I have been trying to read “Pearls of Functional Algorithm design”, and subsequently “The Algebra of Programming”, and there is an obvious correspondence between recursively (and polynomially) defined data types and combinatorial objects, having the same recursive definition and subsequently leading to the same formal power series (or generating functions), as shown in the introductions to combinatorial species (I read “Species and Functors and Types, Oh My!”).
So, for the first question, is there a way to recover the generating (recursive) equation from the power series? That’s an afterthought though.
I was more interested in the notion of initial algebras and final co-algebras as kind of “defining procedures about the data structure”. There are some practical rules in functional programming, concerning composition, products of mapping between algebras and similar, described for example in this tutorial. It seems to me that this could be quite powerful way to approach complexity and for example, it looks fairly straightforward to recover Master’s theorem in such context (I mean, you have to do the same argument, so not much gain in this instance), and the unique catamorphism from the initial algebra and the fact (am I mistaken?) that the algebras between A and FA for F-polynomial functor are isomorphic, makes it look to me that such approach could have a lot of benefits in analysing complexity of operations over data structures.
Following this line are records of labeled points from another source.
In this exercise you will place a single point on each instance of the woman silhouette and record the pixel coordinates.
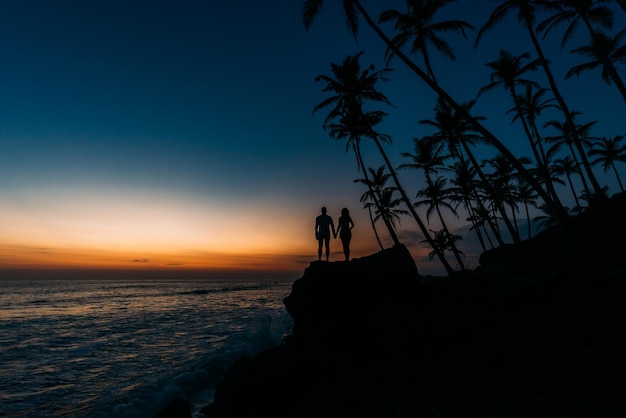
(344, 229)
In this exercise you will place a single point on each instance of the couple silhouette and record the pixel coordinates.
(323, 226)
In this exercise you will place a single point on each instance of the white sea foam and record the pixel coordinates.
(125, 349)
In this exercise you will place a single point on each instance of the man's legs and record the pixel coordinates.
(327, 241)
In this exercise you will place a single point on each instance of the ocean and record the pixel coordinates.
(112, 348)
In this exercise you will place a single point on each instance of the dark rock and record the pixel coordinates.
(177, 408)
(536, 332)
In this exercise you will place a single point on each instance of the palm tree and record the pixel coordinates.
(375, 183)
(444, 242)
(609, 151)
(435, 196)
(531, 104)
(353, 88)
(528, 197)
(526, 11)
(604, 51)
(346, 120)
(353, 9)
(575, 12)
(418, 24)
(456, 133)
(508, 72)
(388, 207)
(464, 190)
(503, 179)
(567, 166)
(566, 137)
(428, 159)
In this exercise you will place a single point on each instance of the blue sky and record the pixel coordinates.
(180, 134)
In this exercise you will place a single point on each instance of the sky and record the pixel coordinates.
(161, 137)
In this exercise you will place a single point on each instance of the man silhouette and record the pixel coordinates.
(323, 225)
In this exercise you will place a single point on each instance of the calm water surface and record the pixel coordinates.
(111, 348)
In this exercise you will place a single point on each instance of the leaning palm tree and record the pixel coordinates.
(418, 26)
(565, 137)
(428, 159)
(353, 89)
(444, 242)
(575, 13)
(527, 197)
(435, 195)
(389, 207)
(353, 9)
(456, 133)
(526, 13)
(567, 166)
(355, 125)
(531, 104)
(604, 51)
(609, 151)
(375, 182)
(464, 191)
(509, 71)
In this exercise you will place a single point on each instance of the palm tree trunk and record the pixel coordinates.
(568, 116)
(560, 215)
(392, 232)
(380, 244)
(414, 214)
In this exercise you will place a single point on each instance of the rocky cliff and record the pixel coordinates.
(371, 340)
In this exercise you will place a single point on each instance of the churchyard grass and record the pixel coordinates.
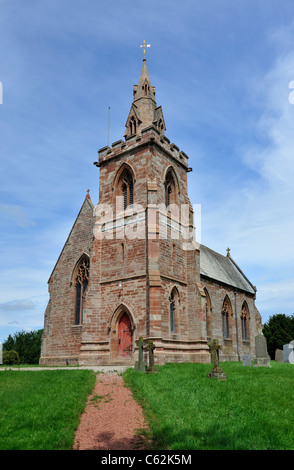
(252, 410)
(40, 410)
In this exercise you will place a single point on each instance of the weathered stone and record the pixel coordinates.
(288, 352)
(150, 348)
(279, 355)
(140, 365)
(262, 358)
(216, 372)
(247, 360)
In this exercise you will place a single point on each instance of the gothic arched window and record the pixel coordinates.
(173, 310)
(133, 125)
(170, 189)
(208, 310)
(245, 321)
(226, 317)
(81, 284)
(126, 186)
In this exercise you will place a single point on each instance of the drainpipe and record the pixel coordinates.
(236, 318)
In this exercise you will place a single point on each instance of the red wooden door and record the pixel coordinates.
(125, 342)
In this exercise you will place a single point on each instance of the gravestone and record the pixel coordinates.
(247, 360)
(279, 355)
(150, 348)
(140, 364)
(216, 371)
(262, 358)
(288, 351)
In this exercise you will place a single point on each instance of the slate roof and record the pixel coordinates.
(224, 269)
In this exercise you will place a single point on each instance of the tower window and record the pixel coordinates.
(170, 189)
(126, 189)
(133, 125)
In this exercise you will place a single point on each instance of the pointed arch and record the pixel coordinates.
(121, 329)
(81, 280)
(171, 186)
(226, 317)
(124, 187)
(208, 313)
(245, 317)
(174, 306)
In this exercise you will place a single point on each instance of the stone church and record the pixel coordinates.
(132, 267)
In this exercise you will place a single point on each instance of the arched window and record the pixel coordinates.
(170, 189)
(226, 317)
(208, 310)
(245, 321)
(133, 125)
(125, 188)
(81, 284)
(173, 310)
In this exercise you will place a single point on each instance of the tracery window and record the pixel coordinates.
(127, 188)
(226, 317)
(81, 284)
(173, 309)
(208, 310)
(133, 125)
(245, 322)
(170, 189)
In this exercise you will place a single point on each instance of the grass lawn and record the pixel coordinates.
(40, 410)
(252, 410)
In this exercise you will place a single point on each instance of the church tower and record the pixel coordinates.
(130, 266)
(144, 264)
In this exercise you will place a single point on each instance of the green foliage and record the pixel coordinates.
(10, 358)
(26, 344)
(279, 330)
(252, 410)
(41, 410)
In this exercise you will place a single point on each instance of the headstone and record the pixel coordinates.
(288, 351)
(247, 360)
(279, 355)
(262, 358)
(150, 348)
(216, 371)
(140, 364)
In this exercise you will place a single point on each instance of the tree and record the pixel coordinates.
(26, 344)
(279, 330)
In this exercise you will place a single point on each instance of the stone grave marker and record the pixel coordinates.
(150, 348)
(279, 355)
(247, 360)
(262, 358)
(216, 371)
(288, 351)
(140, 364)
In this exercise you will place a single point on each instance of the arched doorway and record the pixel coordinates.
(125, 336)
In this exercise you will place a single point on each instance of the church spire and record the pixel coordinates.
(144, 111)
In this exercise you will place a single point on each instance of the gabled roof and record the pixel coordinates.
(223, 269)
(87, 201)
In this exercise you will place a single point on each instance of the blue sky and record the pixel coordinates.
(222, 70)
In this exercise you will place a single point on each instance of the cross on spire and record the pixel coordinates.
(144, 45)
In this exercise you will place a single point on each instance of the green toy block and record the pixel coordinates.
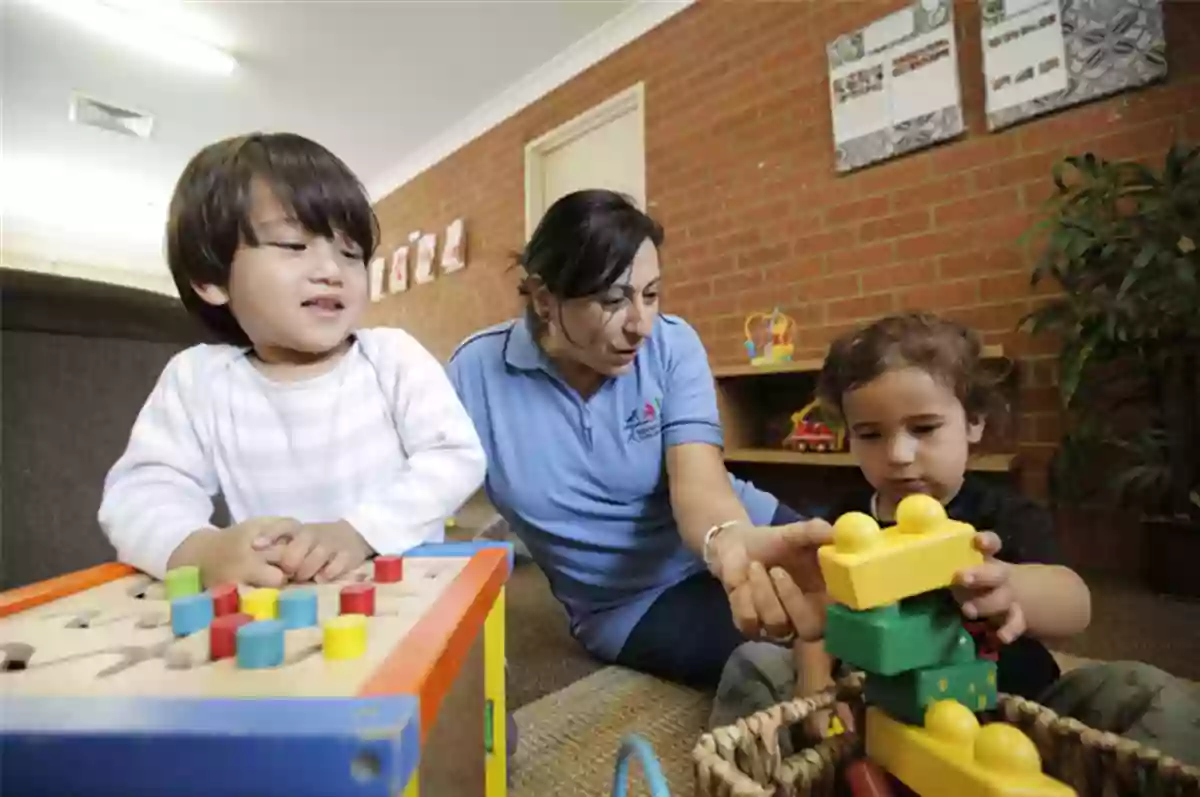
(907, 695)
(919, 631)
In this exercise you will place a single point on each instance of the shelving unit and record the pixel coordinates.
(756, 403)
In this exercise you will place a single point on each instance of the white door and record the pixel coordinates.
(601, 148)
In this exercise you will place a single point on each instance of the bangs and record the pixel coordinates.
(312, 185)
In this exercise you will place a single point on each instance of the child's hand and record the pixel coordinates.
(985, 592)
(319, 552)
(233, 555)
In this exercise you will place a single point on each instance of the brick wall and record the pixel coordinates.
(739, 171)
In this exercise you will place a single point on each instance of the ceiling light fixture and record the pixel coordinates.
(144, 33)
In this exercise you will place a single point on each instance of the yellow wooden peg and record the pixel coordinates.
(262, 603)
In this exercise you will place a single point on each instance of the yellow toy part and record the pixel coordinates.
(262, 603)
(953, 756)
(345, 636)
(769, 337)
(867, 567)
From practical standpoint, looks like fusion rules (basically, ways to compose algebra morphisms with one another, coalgebra morphisms, and general morphisms) are very powerful optimization technique for program transformation and refactoring. Am I right in thinking that full utilization of these rules can produce optimal program (no unnecessary intermediate data structures or other extra operations).
Am I onto something (and what) here? Is it beneficiary (from learning standpoint) to try to look about computational complexity in this way? Are the structures, for which we can have "nice" initial algebras somehow too limited for some problems?
I’m mostly trying to find a way to think about complexity in terms of the structure of the search space and the way the "search space" and "search algorithm" interact through some "nice" object like the initial algebra of the functor and to understand if it's useful to try to view things this way, when looking at more complicated structures.